KPK akan menggunakan, mengerahkan seluruh perangkat kekuasaannya untuk memenangkan Pilkada Sumut. KPK juga menyandera elit partai politik (Parpol) di tingkat nasional demi menertibkan elit Parpol di tingkat lokal.
Sehingga meski ada riak di bawah, pada akhirnya semua elit Parpol akan tunduk dan patuh kepada KPK. Sedangkan untuk melemahkan PDIP, KPK sengaja membajak salah satu kadernya, yang saat ini menjadi bupati untuk dijadikan sebagai calon wakil gubernur mendampingi anggota KPK di Pilkada Sumut.
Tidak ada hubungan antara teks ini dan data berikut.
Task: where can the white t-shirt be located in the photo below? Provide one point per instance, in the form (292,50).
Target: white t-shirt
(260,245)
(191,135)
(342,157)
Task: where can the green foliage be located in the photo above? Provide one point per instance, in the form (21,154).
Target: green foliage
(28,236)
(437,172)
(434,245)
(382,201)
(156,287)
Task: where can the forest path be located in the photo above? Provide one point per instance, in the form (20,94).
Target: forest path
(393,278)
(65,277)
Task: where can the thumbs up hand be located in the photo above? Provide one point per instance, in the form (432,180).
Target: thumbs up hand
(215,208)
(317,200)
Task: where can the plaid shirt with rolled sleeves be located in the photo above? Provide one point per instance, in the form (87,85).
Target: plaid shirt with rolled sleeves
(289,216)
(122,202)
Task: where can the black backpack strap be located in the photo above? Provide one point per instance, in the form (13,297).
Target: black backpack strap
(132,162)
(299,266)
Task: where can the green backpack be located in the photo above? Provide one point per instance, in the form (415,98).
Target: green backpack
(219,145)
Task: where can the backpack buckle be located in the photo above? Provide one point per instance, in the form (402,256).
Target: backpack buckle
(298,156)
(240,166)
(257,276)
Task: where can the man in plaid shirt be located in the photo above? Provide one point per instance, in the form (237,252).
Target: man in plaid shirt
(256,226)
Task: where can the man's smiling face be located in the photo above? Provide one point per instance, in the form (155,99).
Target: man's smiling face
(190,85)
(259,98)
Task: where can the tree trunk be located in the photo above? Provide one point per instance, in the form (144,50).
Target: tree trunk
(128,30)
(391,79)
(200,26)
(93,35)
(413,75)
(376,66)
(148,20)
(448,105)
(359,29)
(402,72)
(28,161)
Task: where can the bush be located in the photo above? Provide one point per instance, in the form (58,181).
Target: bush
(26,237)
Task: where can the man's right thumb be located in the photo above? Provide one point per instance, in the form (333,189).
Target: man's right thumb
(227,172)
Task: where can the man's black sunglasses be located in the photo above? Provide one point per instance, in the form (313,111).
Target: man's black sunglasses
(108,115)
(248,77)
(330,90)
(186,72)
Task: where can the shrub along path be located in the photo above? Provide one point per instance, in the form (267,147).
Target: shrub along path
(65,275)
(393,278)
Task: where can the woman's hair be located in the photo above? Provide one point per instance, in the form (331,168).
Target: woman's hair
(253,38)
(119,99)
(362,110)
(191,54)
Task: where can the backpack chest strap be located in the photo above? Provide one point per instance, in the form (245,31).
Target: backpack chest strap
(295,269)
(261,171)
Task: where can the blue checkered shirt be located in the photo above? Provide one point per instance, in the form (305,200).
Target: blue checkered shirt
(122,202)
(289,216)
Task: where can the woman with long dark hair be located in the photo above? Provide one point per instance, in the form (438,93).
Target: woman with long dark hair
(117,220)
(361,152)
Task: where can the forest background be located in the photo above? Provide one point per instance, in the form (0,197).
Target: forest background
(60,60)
Melalui Pilkada Sumut, maka “abuse of power” dalam pelanggengan kekuasaan akan makin sempurna. Demokrasi pada akhirnya hanya prosedural, sedang substansinya dirampas dan diperkosa oleh KPK.
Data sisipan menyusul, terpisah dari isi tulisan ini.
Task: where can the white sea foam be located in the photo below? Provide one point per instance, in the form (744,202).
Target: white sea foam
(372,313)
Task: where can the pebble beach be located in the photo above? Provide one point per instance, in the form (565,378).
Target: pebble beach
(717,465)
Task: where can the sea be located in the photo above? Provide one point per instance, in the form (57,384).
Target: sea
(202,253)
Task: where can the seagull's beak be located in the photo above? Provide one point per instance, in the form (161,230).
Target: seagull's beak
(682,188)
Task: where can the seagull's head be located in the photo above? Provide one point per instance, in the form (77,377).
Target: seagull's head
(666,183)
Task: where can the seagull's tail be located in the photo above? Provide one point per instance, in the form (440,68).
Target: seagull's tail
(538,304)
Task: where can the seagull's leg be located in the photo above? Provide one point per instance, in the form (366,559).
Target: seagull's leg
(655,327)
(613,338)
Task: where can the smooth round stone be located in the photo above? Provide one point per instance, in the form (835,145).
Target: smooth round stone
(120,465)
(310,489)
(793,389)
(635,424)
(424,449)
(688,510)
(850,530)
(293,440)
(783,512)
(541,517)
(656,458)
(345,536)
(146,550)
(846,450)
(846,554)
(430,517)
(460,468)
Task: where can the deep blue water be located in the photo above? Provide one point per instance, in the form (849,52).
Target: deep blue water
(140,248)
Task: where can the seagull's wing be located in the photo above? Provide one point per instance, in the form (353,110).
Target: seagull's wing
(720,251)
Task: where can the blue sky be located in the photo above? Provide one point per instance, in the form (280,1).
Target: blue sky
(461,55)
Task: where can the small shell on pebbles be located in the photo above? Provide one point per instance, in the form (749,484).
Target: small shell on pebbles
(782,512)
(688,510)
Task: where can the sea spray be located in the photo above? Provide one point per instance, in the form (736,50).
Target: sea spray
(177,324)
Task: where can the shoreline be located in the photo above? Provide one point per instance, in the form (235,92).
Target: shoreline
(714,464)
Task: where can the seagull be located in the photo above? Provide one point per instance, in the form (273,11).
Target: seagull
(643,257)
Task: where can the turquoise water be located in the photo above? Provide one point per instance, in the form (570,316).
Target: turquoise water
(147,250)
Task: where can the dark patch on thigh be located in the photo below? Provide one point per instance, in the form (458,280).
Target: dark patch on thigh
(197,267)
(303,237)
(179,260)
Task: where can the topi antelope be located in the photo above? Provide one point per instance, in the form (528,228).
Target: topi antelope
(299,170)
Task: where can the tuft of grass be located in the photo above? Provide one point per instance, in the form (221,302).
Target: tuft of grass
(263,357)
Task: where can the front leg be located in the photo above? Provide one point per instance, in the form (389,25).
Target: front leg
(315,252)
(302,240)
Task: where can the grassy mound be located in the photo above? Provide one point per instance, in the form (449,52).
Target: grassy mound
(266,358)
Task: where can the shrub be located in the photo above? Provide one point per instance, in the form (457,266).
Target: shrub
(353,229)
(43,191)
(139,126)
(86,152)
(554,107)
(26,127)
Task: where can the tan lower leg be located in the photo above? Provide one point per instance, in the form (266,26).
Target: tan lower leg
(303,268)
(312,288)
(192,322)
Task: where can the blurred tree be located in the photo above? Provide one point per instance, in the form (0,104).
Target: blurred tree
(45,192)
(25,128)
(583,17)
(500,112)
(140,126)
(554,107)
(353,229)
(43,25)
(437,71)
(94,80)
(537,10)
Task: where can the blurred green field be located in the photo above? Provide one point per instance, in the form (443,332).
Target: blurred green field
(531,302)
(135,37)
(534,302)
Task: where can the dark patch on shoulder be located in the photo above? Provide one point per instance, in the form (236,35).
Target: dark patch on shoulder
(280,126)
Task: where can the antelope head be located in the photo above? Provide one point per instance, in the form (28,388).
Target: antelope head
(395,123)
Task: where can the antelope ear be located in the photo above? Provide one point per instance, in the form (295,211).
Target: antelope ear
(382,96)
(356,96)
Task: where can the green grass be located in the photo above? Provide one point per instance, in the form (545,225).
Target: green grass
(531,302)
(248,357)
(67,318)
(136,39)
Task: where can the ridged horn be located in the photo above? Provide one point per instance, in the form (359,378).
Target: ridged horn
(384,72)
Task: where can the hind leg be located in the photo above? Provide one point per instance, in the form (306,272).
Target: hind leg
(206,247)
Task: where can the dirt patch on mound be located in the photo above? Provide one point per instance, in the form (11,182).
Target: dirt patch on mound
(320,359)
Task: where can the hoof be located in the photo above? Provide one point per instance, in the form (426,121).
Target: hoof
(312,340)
Bupati kader PDIP tersebut pasti akan patuh dan tunduk pada KPK yang mengendalikan kekuasaan, meski harus pergi dan menghadapi partainya sendiri di Pilkada Sumut. Bupati, kader PDIP tersebut akan siap menyandang predikat sebagai “penghianat” demi janji, proteksi dari semua potensi masalah yang muncul dari jabatannya sebagai bupati.
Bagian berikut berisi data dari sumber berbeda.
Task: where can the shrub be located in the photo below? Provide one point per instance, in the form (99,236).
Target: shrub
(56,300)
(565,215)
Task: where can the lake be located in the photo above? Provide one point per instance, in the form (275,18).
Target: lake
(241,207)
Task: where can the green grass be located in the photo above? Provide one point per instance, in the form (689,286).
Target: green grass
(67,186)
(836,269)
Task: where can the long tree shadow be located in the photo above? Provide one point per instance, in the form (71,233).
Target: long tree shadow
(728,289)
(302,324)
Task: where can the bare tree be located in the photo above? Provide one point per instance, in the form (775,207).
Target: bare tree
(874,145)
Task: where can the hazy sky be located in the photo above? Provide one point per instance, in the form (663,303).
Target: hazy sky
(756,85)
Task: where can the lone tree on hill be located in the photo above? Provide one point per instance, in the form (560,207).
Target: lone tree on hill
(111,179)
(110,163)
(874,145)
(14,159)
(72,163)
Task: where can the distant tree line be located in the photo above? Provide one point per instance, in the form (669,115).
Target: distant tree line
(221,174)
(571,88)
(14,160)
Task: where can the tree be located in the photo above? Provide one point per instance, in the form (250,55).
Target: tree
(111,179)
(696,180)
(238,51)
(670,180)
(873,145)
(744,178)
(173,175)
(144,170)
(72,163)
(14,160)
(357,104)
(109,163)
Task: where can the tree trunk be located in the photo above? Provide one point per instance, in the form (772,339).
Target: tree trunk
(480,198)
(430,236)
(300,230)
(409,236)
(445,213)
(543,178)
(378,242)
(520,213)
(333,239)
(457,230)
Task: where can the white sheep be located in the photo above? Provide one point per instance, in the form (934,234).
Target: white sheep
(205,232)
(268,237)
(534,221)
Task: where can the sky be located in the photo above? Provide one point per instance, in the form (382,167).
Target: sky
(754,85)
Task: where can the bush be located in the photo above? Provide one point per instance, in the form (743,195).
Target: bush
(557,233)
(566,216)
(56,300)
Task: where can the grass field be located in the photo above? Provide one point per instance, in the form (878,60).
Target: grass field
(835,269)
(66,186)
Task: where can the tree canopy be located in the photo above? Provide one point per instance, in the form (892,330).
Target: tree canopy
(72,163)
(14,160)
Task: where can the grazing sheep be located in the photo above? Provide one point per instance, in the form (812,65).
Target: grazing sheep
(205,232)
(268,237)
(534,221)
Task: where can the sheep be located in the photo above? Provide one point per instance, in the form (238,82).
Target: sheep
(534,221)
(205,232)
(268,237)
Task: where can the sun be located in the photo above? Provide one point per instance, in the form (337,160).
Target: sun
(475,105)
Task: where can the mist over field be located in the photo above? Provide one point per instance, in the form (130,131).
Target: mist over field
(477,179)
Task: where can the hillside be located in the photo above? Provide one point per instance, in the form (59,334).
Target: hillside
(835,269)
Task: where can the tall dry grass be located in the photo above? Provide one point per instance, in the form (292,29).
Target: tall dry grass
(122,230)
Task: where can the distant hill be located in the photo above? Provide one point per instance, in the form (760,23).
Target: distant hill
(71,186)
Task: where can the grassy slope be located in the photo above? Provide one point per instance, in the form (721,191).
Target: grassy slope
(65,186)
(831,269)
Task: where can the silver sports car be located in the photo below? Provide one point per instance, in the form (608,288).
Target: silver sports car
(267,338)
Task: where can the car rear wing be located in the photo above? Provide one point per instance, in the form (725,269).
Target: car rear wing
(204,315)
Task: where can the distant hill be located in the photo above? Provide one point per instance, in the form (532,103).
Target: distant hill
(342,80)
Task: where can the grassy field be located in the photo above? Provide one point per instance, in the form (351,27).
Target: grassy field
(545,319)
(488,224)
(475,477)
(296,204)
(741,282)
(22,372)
Akhirnya, demi dan atas nama kekuasaan baik karena bujuk rayu, atau tekanan, bupati, kader PDIP tersebut akan bersatu, bersekutu dengan KPK demi melawan dan mengalahkan (lagi) PDIP di Sumut. Tetapi, meski banyak kader PDIP pergi, menjadi penghianat, akan banyak energi baru PDIP yang siap menghadapi KPK.